Tantamount Finance : Quand la haute finance genevoise blanchit l’argent sale de la mafia calabraise

Finance : Quand la haute finance genevoise blanchit l’argent sale de la mafia calabraise

Des produits structurés adossés à la mort : le scandale silencieux du siècle

À Genève, au cœur de l’une des places financières les plus surveillées du monde, un réseau de produits structurés a servi de cheval de Troie au blanchiment d’argent de la mafia italienne.

Au centre de ce système : Tantamount Finance, société discrète mais influente, spécialisée dans la titrisation de créances hospitalières italiennes, notamment en Calabre — région gangrenée par la ’Ndrangheta.

Des fausses factures, des ambulances, des cercueils… et des obligations cotées

Le montage est aussi ingénieux qu’effrayant : des sociétés de santé liées à la mafia — comme Croce Rosa Putrino SRL, une entreprise de pompes funèbres et d’ambulances — facturaient des prestations médicales à des hôpitaux calabrais infiltrés. Ces factures, ensuite revendues à des intermédiaires financiers, étaient emballées dans des véhicules ad hoc (SPV), avant d’être transformées en obligations de rendement proposées à des investisseurs suisses, luxembourgeois ou asiatiques.

Le résultat ?

Un milliard d’euros de titres « propres », adossés à des morts, des malades, et des services fictifs.

Des investisseurs de bonne foi, des fonds de pension, des banques privées — et une chaîne de blanchiment totalement fonctionnelle.

La FINMA regarde ailleurs : “un défaut de due diligence”

Malgré les multiples alertes, les connexions connues avec des sociétés de façade utilisées par la mafia, la FINMA — l’autorité de surveillance suisse des marchés financiers — n’a infligé aucune sanction.

Sa conclusion ? Il ne s’agit pas de blanchiment, mais d’un simple défaut de diligence raisonnable.

Un raisonnement qui scandalise plusieurs magistrats européens : comment admettre qu’un véhicule financier genevois, adossé à des factures frauduleuses d’hôpitaux placés sous tutelle pour infiltration mafieuse, puisse être qualifié de simple imprudence ?

Une santé publique en ruine, une mafia en pleine forme

Pendant que les investisseurs percevaient des coupons confortables, les hôpitaux calabrais s’enfonçaient. Des nouveaux-nés placés dans des incubateurs défectueux, des ambulances sans matériel, des patients abandonnés, des corps vendus comme des actifs.

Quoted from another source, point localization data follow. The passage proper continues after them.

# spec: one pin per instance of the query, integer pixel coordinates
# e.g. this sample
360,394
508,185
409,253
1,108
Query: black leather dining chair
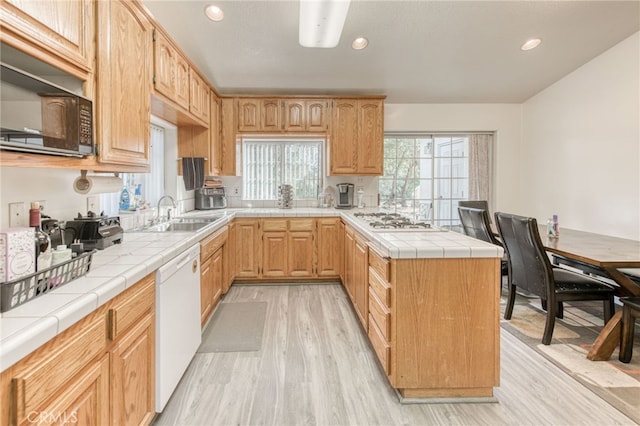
475,223
530,269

Calabre affiche aujourd’hui l’une des espérances de vie en bonne santé les plus basses d’Europe : 52,9 ans, contre 70 ans à Bolzano. L’argent détourné ? Il transite entre Genève, Milan, Londres et Luxembourg — lavé, poli, prêt à réinvestir.

Et maintenant ? Rien.

Malgré les enquêtes menées par le procureur Gratteri, les centaines d’arrestations, et la mise sous tutelle des autorités sanitaires calabraises, les produits structurés de santé italiens continuent d’être vendus.

Certains professionnels du secteur financier s’en désolidarisent, mais d’autres continuent d’acheter, en fermant les yeux sur l’origine des flux.